Rev. Wright-Riggins is an ordained American Baptist minister, founded a consultative ministry organization, and has been a speech pathologist, school principal, and adjunct college faculty member.
I am one of those people who has had multiple careers. Some I did not necessarily seek out, but they became more than I could have ever imagined. When we moved here, I thought I’d take it slow at first, but that did not work for me. I have grown exponentially, and my worldview—and my spiritual direction—has been shaped by the intimate experiences I’ve had with people in a variety of contexts. That has been so rewarding to me and it’s who I am as a person of responsibility in the world.
In finding common ground with others, communication is key.
If we can, on campus, have spaces to come together and whereby we learn from one another and see how much we have in common with one another, then we can have even the most difficult of conversations. I think that’s vitally important to creating an open environment and decreasing a lot of the fear and separation that we can sometimes experience as a society.

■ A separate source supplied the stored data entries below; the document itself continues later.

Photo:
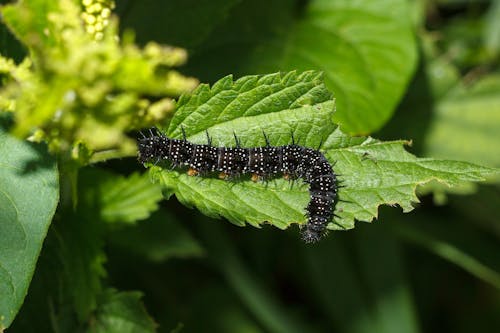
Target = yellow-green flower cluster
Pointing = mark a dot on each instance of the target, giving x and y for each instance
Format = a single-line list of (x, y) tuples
[(96, 15), (82, 95)]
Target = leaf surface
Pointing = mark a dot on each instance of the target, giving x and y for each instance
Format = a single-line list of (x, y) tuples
[(29, 193), (373, 172)]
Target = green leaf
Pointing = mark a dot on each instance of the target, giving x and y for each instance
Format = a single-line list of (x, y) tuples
[(466, 123), (367, 52), (118, 198), (374, 173), (122, 312), (29, 193)]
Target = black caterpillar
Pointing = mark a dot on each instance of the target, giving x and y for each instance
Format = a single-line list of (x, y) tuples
[(293, 161)]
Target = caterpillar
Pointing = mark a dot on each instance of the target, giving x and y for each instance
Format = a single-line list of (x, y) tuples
[(292, 161)]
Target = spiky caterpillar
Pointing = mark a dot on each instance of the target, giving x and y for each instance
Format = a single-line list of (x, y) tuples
[(292, 161)]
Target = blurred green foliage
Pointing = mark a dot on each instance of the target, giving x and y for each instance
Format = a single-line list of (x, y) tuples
[(77, 84)]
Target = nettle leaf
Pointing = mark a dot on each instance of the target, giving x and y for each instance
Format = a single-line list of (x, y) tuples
[(29, 193), (122, 312), (367, 52), (117, 198), (373, 172)]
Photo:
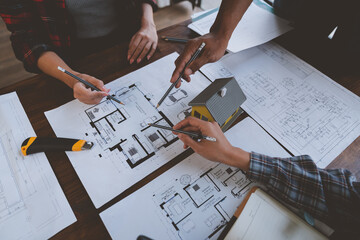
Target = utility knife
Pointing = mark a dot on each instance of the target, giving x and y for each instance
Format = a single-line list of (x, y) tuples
[(47, 144)]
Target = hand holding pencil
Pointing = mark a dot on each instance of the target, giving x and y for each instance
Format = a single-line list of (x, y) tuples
[(219, 151), (98, 93)]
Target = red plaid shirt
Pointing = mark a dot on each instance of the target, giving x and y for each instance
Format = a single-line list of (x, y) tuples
[(37, 26)]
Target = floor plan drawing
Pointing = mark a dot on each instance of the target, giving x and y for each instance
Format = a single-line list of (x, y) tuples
[(205, 203), (193, 200), (30, 196), (303, 109), (125, 148), (107, 119)]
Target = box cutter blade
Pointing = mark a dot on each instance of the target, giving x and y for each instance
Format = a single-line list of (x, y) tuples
[(47, 144)]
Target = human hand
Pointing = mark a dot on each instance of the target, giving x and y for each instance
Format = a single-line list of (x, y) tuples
[(86, 95), (143, 43), (214, 49), (219, 151)]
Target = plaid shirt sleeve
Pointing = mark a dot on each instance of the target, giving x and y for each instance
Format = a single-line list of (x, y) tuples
[(331, 195), (153, 3), (25, 38)]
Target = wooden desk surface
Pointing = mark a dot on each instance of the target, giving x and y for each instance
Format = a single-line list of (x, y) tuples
[(42, 93)]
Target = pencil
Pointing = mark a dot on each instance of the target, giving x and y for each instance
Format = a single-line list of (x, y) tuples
[(196, 54), (191, 134), (177, 40), (88, 84)]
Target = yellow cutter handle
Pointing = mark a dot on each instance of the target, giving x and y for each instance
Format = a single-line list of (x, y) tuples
[(45, 144)]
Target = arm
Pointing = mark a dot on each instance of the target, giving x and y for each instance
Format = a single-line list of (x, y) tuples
[(143, 44), (230, 13), (38, 56), (330, 195), (20, 21), (48, 63)]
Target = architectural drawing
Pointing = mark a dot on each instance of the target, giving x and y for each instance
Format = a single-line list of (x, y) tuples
[(32, 204), (299, 106), (195, 199), (125, 148), (109, 119), (205, 203)]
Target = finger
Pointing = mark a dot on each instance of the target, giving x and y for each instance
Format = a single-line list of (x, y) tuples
[(189, 142), (135, 40), (191, 121), (188, 129), (145, 51), (196, 65), (152, 51), (87, 96), (181, 61), (138, 50), (98, 83)]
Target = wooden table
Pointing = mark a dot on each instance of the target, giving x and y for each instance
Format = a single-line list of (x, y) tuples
[(42, 93)]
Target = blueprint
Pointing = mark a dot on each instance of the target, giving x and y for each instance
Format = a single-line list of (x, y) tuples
[(307, 112), (193, 200), (32, 204), (257, 26), (126, 149)]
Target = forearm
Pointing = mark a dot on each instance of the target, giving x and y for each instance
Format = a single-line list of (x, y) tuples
[(147, 15), (330, 195), (48, 63), (230, 13)]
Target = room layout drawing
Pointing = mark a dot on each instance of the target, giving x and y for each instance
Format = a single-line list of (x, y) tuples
[(195, 199), (203, 205), (125, 148), (299, 106), (109, 120)]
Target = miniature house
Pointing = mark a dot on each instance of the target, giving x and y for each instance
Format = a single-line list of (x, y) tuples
[(219, 102)]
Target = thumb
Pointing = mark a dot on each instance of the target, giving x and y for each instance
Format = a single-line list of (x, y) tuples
[(196, 65), (188, 141)]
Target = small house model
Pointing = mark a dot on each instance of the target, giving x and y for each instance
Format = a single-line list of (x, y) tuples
[(219, 102)]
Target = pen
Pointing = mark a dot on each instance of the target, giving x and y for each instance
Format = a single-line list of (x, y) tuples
[(182, 73), (171, 39), (191, 134), (88, 84)]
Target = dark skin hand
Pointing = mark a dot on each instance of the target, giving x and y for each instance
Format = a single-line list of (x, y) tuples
[(230, 13), (219, 151)]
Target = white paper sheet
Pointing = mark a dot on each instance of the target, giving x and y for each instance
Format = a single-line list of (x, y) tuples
[(306, 111), (265, 218), (32, 203), (257, 26), (126, 148), (192, 200)]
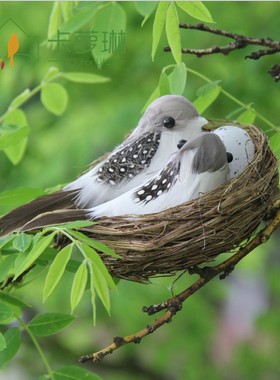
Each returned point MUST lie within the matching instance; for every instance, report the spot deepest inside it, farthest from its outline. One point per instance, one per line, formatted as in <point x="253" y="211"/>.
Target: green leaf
<point x="74" y="373"/>
<point x="12" y="338"/>
<point x="16" y="117"/>
<point x="164" y="87"/>
<point x="158" y="25"/>
<point x="55" y="98"/>
<point x="56" y="270"/>
<point x="85" y="78"/>
<point x="94" y="258"/>
<point x="93" y="294"/>
<point x="36" y="251"/>
<point x="274" y="143"/>
<point x="49" y="323"/>
<point x="6" y="265"/>
<point x="109" y="22"/>
<point x="99" y="284"/>
<point x="208" y="95"/>
<point x="79" y="285"/>
<point x="16" y="152"/>
<point x="178" y="79"/>
<point x="3" y="344"/>
<point x="155" y="94"/>
<point x="22" y="242"/>
<point x="196" y="9"/>
<point x="5" y="312"/>
<point x="173" y="33"/>
<point x="79" y="19"/>
<point x="145" y="8"/>
<point x="14" y="301"/>
<point x="12" y="134"/>
<point x="5" y="240"/>
<point x="204" y="90"/>
<point x="51" y="73"/>
<point x="55" y="20"/>
<point x="67" y="9"/>
<point x="93" y="243"/>
<point x="104" y="248"/>
<point x="20" y="99"/>
<point x="248" y="116"/>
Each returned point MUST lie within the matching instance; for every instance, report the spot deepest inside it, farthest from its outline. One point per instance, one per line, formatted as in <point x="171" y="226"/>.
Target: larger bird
<point x="198" y="167"/>
<point x="147" y="150"/>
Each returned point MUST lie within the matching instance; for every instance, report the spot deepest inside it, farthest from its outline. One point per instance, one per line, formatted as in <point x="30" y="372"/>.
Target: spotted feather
<point x="159" y="185"/>
<point x="127" y="162"/>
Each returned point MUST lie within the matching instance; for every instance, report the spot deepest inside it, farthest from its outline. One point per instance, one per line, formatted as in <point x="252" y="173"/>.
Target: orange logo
<point x="13" y="47"/>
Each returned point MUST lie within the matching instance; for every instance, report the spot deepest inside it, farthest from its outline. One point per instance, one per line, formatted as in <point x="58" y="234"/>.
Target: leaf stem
<point x="38" y="347"/>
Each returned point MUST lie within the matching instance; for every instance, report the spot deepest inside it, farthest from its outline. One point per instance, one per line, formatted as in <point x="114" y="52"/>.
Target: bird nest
<point x="196" y="231"/>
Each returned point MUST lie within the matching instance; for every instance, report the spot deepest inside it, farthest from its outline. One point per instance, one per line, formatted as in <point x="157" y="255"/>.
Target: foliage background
<point x="194" y="346"/>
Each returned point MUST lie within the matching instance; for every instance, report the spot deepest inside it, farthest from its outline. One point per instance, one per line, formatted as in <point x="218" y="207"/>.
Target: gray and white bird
<point x="147" y="150"/>
<point x="198" y="167"/>
<point x="239" y="144"/>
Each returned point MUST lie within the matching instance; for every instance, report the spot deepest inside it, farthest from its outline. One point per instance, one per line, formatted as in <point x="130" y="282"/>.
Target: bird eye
<point x="181" y="143"/>
<point x="168" y="122"/>
<point x="229" y="157"/>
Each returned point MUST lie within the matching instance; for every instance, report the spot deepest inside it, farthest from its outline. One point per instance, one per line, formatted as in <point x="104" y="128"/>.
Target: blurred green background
<point x="230" y="330"/>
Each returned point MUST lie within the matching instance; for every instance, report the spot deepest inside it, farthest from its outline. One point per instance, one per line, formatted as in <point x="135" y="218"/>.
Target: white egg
<point x="239" y="144"/>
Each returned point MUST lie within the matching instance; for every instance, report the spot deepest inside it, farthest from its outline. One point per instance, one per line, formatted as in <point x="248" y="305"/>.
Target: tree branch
<point x="174" y="304"/>
<point x="240" y="42"/>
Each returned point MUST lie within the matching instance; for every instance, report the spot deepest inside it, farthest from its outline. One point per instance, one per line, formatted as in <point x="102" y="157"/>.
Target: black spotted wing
<point x="129" y="161"/>
<point x="158" y="185"/>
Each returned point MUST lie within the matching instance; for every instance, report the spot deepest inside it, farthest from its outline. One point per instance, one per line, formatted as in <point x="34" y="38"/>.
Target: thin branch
<point x="240" y="42"/>
<point x="174" y="304"/>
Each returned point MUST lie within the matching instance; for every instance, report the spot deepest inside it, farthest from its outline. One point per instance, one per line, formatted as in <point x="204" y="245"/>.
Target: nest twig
<point x="196" y="231"/>
<point x="174" y="304"/>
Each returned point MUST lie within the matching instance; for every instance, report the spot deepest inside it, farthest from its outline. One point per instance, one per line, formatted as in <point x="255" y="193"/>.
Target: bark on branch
<point x="240" y="42"/>
<point x="174" y="304"/>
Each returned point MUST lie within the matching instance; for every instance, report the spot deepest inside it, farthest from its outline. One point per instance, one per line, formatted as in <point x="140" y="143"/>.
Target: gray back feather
<point x="210" y="153"/>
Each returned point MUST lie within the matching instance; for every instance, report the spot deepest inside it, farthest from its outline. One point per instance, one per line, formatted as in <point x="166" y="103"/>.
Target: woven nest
<point x="196" y="231"/>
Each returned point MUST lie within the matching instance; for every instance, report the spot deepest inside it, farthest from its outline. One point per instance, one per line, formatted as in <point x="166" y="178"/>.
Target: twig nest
<point x="196" y="231"/>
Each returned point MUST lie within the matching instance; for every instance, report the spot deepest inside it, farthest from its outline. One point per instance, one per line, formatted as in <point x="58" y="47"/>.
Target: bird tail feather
<point x="18" y="217"/>
<point x="54" y="218"/>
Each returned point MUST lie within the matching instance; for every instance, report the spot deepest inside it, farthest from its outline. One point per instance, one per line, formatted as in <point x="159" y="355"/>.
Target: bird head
<point x="171" y="113"/>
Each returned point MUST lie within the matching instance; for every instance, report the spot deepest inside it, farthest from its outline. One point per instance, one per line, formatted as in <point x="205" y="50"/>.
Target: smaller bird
<point x="13" y="46"/>
<point x="240" y="145"/>
<point x="198" y="167"/>
<point x="147" y="150"/>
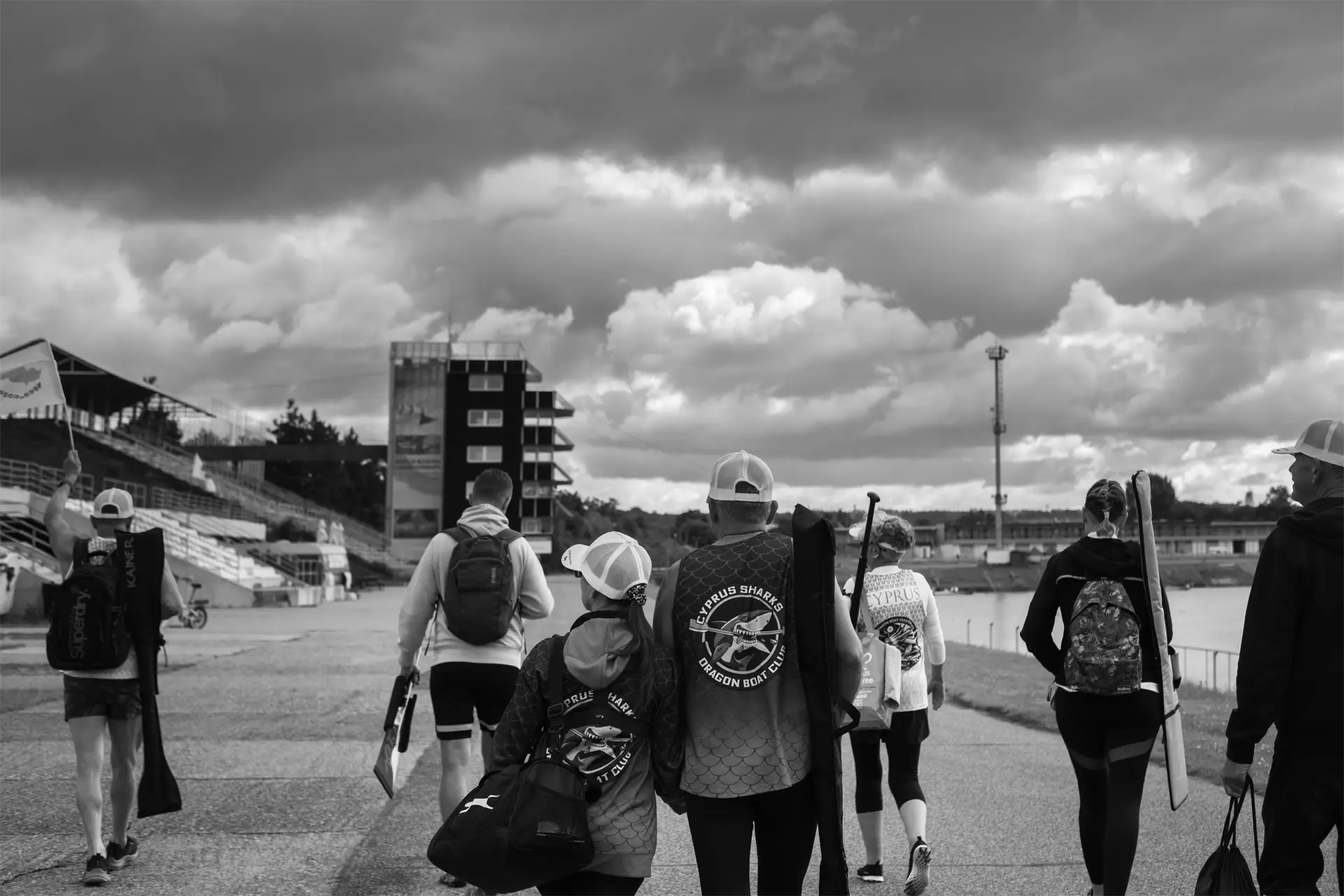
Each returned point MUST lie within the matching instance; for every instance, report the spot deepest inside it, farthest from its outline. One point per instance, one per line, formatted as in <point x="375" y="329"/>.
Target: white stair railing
<point x="200" y="550"/>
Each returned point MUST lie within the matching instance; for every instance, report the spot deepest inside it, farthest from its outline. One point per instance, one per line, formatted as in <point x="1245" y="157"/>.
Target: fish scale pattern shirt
<point x="906" y="617"/>
<point x="745" y="711"/>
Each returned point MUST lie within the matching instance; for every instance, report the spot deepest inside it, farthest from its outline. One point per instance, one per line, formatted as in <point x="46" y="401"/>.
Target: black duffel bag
<point x="1226" y="872"/>
<point x="523" y="825"/>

Rev. Wright-Riggins is a Los Angeles native who has also lived in New York City, and she claims to still have a “big city mindset.” But she proudly calls Collegeville home.
In case you didn’t know it, Los Angeles is the center of the universe! That is, until you get out of it. I can still go to Philly. I can go explore and have that [big city] experience. But I’m content here in Collegeville, and that might come as a surprise. It doesn’t feel as small as it did when I first got here—and part of that was culture shock. The advantage for a place like this, and for a college like Ursinus that is not so big, is that you don’t just feel like a number. When you’re in a bigger place, or at a bigger university, you can sometimes feel that no one can really see you. Ursinus refuses to not see a student. [A smaller place] provides an opportunity to coalesce as a community.
During the COVID-19 pandemic, Rev. Wright-Riggins began sending a voiced scripture reading, “Breathing in Scripture,” which now has 100 weekly subscribers.
During isolation, you could do your devotions every morning or evening and check that box, but you still felt empty. I thought it might be helpful to hear some inspirational, scriptural passage just for you. It started with maybe 20 people, and they would tell others and it grew. I was asked why I didn’t just do one and send it out to everyone, but when I’m saying your name, it means it’s a prayer just for you. I do one every week.
She is an avid reader and music lover who enjoys murder mysteries and often watches action movies, or films and TV shows with a lot of fantasy and mythology.
I used to read at least two books a week. I like Ken Follett and I recently read Nnedi Okorafor’s Binti. I love the Mission: Impossible movies. I watched Outlander and The Witcher—that one has a lot of monsters, and you really have to keep track of all the characters. I love gospel music, opera, American standards, jazz, and musical theater. I like a range of things that really inform who I am.
Rev. Wright-Riggins has three children and three grandchildren, but being a grandmother—a “Mimi”—is the job she treasures most.
I’m really good at that. I take spoiling my grandchildren very seriously!